Gecede en az altı saat uyumanın kalp sağlığı açısından önemli olduğu belirtiliyor. Laffin, “Sürekli olarak daha az uyumak, kan basıncını artırabilir ve iltihaplanmaya neden olabilir” diyor. Uyku eksikliği yüksek tansiyon, atriyal fibrilasyon ve kalp yetmezliğiyle ilişkili olabilir.
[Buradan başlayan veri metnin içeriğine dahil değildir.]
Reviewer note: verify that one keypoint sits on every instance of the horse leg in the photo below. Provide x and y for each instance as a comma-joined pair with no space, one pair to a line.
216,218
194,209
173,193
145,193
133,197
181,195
Sigara ve nikotin içeren ürünlerin kalp sağlığı üzerinde ciddi olumsuz etkileri bulunduğunu belirten Laffin, “Sigara kalbiniz için çok kötüdür” ifadelerini kullandı. Sigaranın mevcut risk faktörlerini de ağırlaştırdığına dikkat çeken Laffin, yüksek kolesterol veya yüksek tansiyonla birlikte sigara kullanımının kalp hastalığı riskini katladığını söyledi.
Alkolün kalp atış hızını artırabildiği, kan basıncını yükseltebildiği ve ritim bozukluklarına yol açabildiği belirtiliyor. Laffin, “Alkol şekerden oluşur, bu nedenle çok alkol tüketen kişilerde trigliserit düzeyleri çok yüksek olabilir” diyerek yüksek trigliserit seviyelerinin diyabet, pankreatit ve kadınlarda inme riskini artırdığına dikkat çekti.
Uzmanlara göre sağlıklı kiloya ulaşmak ve bunu korumak; kalp hastalığı, inme, diyabet ve yüksek tansiyon riskini azaltabiliyor. Laffin’e göre “Eğer fazla kilonuz ya da obeziteniz varsa, beş ila 10 kilo vermek kan basıncınız, diyabet riskiniz, kolesterol düzeyiniz ve daha fazlası üzerinde önemli bir etki yaratabilir.”
Kalp sağlığını iyileştirmenin kısa sürede gerçekleşmediğini belirten Laffin, ancak haftalar ya da aylar içinde olumlu değişimlerin hissedilebileceğini hatırlatıyor.